Welcome to the post in which I nearly squander all of my culinary credibility by admitting that I can’t fry an egg properly. You may remember my previous egg failings from such posts as I can’t poach and egg, and I just learned how to scramble eggs!
I think we all have some pretty alarming gaps in our life experiences and skills, right? I am a formidable touch-typist but if the world depended on me sewing a button on a coat? Doomsday folks.
I’d like to think that this makes me more human and endearing. After all, if you want perfection I think we all know who you can go see.
If I possessed more egg prowess I would have had the courage of my convictions and let this one cook on one side until the yolk was perfectly set, rather than nervously flipping it, convinced that if I didn’t I would be serving salmonella a la mode. It would have been a heart-breakingly beautiful site and not the pancake-on-top-of-a-pancake you see here.
Appearances aside, this was delicious. I served these for dinner with broiled asparagus and it was yet another breakfast-for-dinner success. The latke was amazing, as these things tend to be, and was the perfect foundation for the egg.
Big Breakfast Latkes are on page 31 of The Smitten Kitchen Cookbook. You can also find it here, along with a very nice interview with Deb on NPR.org.


My son makes an incredible fried egg! He uses a combination of olive oil and butter – too much of both – and so gets really crispy edges. He covers it for a minute or less at the end to make sure the white is cooked through. Yum!
I can’t flip an egg to save my life, something that made my mother shake her head. But I agree with Ruth that if you cover the pan — cooking on low heat — you will cook the white through, and can produce a perfect “over easy” egg. No one will know.
I should have mentioned that I’ve made this dish, loved it, and loved that the latkes can be made ahead, frozen and reheated in the oven. It’s my solution to house guests and the fact that I don’t really like to cook early in the morning. (I’ve been eating these for my supper.) A little maple baked bacon, and I will look like a wonderful hostess. Even when bleary-eyed.
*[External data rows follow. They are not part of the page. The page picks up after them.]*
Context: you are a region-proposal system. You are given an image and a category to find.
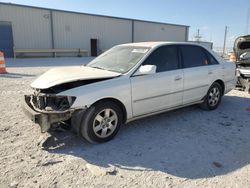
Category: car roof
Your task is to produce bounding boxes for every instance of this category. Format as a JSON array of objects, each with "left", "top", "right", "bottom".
[{"left": 119, "top": 41, "right": 201, "bottom": 48}]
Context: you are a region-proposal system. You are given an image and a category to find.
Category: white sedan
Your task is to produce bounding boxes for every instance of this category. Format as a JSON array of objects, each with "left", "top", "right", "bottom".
[{"left": 23, "top": 42, "right": 236, "bottom": 143}]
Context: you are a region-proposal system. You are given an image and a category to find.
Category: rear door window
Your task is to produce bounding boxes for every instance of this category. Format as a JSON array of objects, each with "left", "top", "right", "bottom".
[
  {"left": 143, "top": 45, "right": 179, "bottom": 72},
  {"left": 180, "top": 45, "right": 209, "bottom": 68}
]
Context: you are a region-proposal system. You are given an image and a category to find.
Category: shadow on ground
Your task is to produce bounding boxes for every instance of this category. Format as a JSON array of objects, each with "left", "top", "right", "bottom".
[{"left": 43, "top": 96, "right": 250, "bottom": 179}]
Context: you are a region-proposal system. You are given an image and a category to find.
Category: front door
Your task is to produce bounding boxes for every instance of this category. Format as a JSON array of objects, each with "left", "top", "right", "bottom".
[
  {"left": 0, "top": 21, "right": 13, "bottom": 57},
  {"left": 131, "top": 45, "right": 183, "bottom": 117}
]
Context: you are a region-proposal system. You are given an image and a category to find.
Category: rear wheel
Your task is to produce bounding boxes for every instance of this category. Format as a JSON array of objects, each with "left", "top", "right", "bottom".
[
  {"left": 81, "top": 101, "right": 122, "bottom": 143},
  {"left": 200, "top": 82, "right": 222, "bottom": 110}
]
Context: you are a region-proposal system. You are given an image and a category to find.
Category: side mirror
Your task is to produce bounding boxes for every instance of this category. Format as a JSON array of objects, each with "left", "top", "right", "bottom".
[
  {"left": 240, "top": 52, "right": 250, "bottom": 60},
  {"left": 134, "top": 65, "right": 156, "bottom": 76}
]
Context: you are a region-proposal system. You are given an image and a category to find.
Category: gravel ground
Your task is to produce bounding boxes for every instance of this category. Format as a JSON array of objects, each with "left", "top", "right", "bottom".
[{"left": 0, "top": 58, "right": 250, "bottom": 188}]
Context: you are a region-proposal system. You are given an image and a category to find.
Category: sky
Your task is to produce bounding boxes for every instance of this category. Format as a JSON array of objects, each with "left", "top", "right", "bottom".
[{"left": 0, "top": 0, "right": 250, "bottom": 48}]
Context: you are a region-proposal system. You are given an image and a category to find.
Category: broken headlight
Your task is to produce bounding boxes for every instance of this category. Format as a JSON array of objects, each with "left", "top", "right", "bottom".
[{"left": 30, "top": 95, "right": 76, "bottom": 111}]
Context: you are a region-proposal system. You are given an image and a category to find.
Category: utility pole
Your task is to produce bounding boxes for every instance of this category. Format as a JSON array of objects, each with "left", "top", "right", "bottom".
[
  {"left": 194, "top": 29, "right": 202, "bottom": 42},
  {"left": 222, "top": 26, "right": 228, "bottom": 57},
  {"left": 246, "top": 8, "right": 250, "bottom": 35}
]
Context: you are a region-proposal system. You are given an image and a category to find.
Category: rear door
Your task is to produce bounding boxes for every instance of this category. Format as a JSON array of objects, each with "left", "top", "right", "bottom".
[
  {"left": 0, "top": 22, "right": 13, "bottom": 57},
  {"left": 180, "top": 45, "right": 214, "bottom": 104},
  {"left": 131, "top": 45, "right": 183, "bottom": 117}
]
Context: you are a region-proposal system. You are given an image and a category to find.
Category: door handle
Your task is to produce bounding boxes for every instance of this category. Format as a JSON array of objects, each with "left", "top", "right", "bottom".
[{"left": 174, "top": 76, "right": 182, "bottom": 81}]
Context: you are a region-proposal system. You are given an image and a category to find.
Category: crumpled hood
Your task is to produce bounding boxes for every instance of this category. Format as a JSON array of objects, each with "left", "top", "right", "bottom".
[
  {"left": 234, "top": 35, "right": 250, "bottom": 63},
  {"left": 31, "top": 66, "right": 121, "bottom": 89}
]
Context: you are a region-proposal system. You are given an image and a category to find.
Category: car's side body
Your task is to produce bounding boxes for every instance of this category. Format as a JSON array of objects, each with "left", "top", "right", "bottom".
[
  {"left": 60, "top": 43, "right": 235, "bottom": 121},
  {"left": 24, "top": 42, "right": 236, "bottom": 142}
]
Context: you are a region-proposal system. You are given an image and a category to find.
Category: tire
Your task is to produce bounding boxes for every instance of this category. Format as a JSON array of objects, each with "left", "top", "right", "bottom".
[
  {"left": 200, "top": 82, "right": 223, "bottom": 110},
  {"left": 80, "top": 101, "right": 122, "bottom": 143}
]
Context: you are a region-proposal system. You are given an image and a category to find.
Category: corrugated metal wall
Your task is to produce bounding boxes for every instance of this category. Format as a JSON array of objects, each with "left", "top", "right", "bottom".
[
  {"left": 0, "top": 3, "right": 188, "bottom": 55},
  {"left": 0, "top": 4, "right": 52, "bottom": 48},
  {"left": 53, "top": 11, "right": 132, "bottom": 50},
  {"left": 134, "top": 21, "right": 186, "bottom": 42}
]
If you worried about salmonella buy pasteurized eggs because overcooked eggs are really disgusting. For starters, it looks like your pan is too hot (IMO eggs should never be browned.) Preheat your 8-inch or 10-inch nonstick frypan on a low to medium low temperature setting depending on how powerful your range is (you may have to experiment to get this setting perfect.) Break 2-eggs into a small glass prep bowl so that both eggs can be added to the frypan at the same time. Add 1-tablespoon of butter or bacon fat to the preheated frypan and swirl to coat pan. Gently pour eggs into frypan. Add salt and pepper to taste. Add one tablespoon of water to frypan and cover pan for 2 to 3 minutes depending on desired doneness (preferably nice runny yolks and just firm whites.) Slide onto plate and serve. I usually have 2-pans going at once to serve everyone more quickly. With this combination saute and steaming method turning the eggs “over” is not necessary. It’s a very simple and foolproof method. Just practice it a few times until you learn the idiosyncrasies of you range and pans.